Oleh Eddy Herwanto
Akan tiba masanya teller bank sepi dari antrean nasabah melakukan transaksi dengan cek atau bilyet giro. Bahkan mesin ATM (Anjungan Tunai Mandiri) yang jumlahnya terus berkurang juga akan semakin jarang dikunjungi pemilik dana. Kini nasabah dimudahkan melakukan transaksi setiap saat dan di mana saja dengan memanfaatkan aplikasi digital yang disediakan perbankan di smartphone secara efisien, hemat waktu, dan cepat dalam penyelesaian.
Abracadabra! Jasa RTGS (Real Time Gross Settlement) dengan biaya antara Rp 25.000 dan 30.000 per transaksi juga akan ditinggalkan.

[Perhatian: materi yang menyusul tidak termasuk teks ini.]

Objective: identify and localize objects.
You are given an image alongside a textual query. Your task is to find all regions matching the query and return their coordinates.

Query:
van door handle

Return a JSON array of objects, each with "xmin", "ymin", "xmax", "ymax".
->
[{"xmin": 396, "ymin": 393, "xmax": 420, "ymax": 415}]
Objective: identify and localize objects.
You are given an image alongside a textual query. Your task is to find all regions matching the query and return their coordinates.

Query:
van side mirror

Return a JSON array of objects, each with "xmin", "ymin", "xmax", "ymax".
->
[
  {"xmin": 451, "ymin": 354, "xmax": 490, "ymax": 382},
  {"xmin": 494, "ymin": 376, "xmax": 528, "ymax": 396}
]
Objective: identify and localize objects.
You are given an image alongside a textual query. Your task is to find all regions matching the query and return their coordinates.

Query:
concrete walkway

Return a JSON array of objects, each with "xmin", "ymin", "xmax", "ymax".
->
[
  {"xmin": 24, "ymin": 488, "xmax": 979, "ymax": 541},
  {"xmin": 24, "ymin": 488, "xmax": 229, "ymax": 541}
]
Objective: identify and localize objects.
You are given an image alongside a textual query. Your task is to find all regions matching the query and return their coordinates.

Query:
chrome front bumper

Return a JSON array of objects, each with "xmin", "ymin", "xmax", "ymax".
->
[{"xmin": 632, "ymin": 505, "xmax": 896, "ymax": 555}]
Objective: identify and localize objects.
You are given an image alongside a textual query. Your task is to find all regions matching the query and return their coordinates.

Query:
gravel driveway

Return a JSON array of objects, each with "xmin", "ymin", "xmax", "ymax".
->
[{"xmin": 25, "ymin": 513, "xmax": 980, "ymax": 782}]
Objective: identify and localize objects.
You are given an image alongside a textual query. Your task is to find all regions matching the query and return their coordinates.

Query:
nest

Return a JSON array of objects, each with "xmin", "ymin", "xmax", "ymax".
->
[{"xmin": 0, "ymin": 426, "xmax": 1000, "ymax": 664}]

Selain memakan biaya dan waktu pergi ke teller, RTGS juga kalah cepat dibandingkan sentuhan fitur di aplikasi bank. Pemerintah juga akan kehilangan pendapatan bea meterai yang dipungut dalam setiap penerbitan cek atau bilyet giro. Warung sembako di sebelah rumah mungkin lebih suka menawarkan transaksi dengan QRIS (Quick Response Code Indonesian Standard) daripada menerima uang kertas kumal.

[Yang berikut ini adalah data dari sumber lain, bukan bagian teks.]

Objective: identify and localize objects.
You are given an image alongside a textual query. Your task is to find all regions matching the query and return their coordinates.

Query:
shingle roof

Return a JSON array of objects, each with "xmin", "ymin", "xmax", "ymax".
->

Perbankan Indonesia sedang berlomba memberikan kemudahan dengan menawarkan banyak fitur di applikasi digital mereka yang memanfaatkan infrastruktur telekomunikasi (over the top). Bank Mandiri tampil dengan app Livin’, BCA dengan Blue, BNI dengan BNI Mobile Banking, dan OCBCNISP dengan ONeMobile. Fitur pada pelbagai app itu tidak hanya memudahkan transfer, cara pembayaran (BPJS, Telkom, PLN, atau Asurasi), top up, tarik tunai, juga pembayaran melalui QRIS.
Dengan aplikasi Livin, transfer Rp 40 juta bisa seketika tanpa dipungut biaya jika lawannya juga punya rekening Bank Mandiri; namun jika berbeda bank, dengan BI Fast hanya dikenakan biaya Rp 2.500. Toh, perbankan tetap merasa perlu membatasi transaksi digital. OCBCNISP Bank, misalnya, membatasi maksimal Rp 250 juta per transaksi. Nasabah OCBCNISP juga bisa menggunakan nomer ponsel atau email mereka, selain rekening bank.
Dengan menyertakan lebih banyak fitur pada applikasi, perbankan secara berangsur membangun ekosistem lebih beragam. Bank Mandiri menyediakan fitur Investasi, juga Wisata & Belanja. Jika uang berlebih, nasabah Mandiri bisa menanamkan dananya di beragam instrumen investasi, di situ juga diinformasikan imbal hasil dari setiap instrumen yang dikelola sejumlah manajer investasi. Karena imbal hasil disediakan transparan, nasabah tinggal memilih mana yang dianggap menguntungkan dengan risiko terukur.
Masuknya perbankan dengan app digital jelas akan mengubah landscape business. Super app perbankan menjadi penantang terdepan penyedia dompet digital GoPay milik GoTo, OVO, AstraPay, bahkan LinkAja yang didirikan sejumlah BUMN. Semakin banyak nasabah bank memanfaatkan QRIS atau pembayaran dengan dompet digital digital (PLN, Telekomunikasi atau top up misalnya), maka fee sebagai mediator yang bisa dipetik GoPay misalnya otomatis akan berkurang
Padahal Gojek baru saja masuk sebagai pemegang saham dan mengkampanyekan Bank Jago sebagai bank digital yang diharapkan menjadi lemari uang para pelanggan jasa Gojek. Mimpinya adalah pelanggan yang akan melakukan top up GoPay mereka tinggal mendebet rekeningnya di Bank Jago tanpa dipungut biaya transfer. Dana mengendap pelanggan Gojek juga merupakan dana murah Bank Jago. Namun kini tak mudah bersaing dengan super app perbankan jika aplikator semacam Gojek akan masuk lebih jauh ke bisnis jasa keuangan.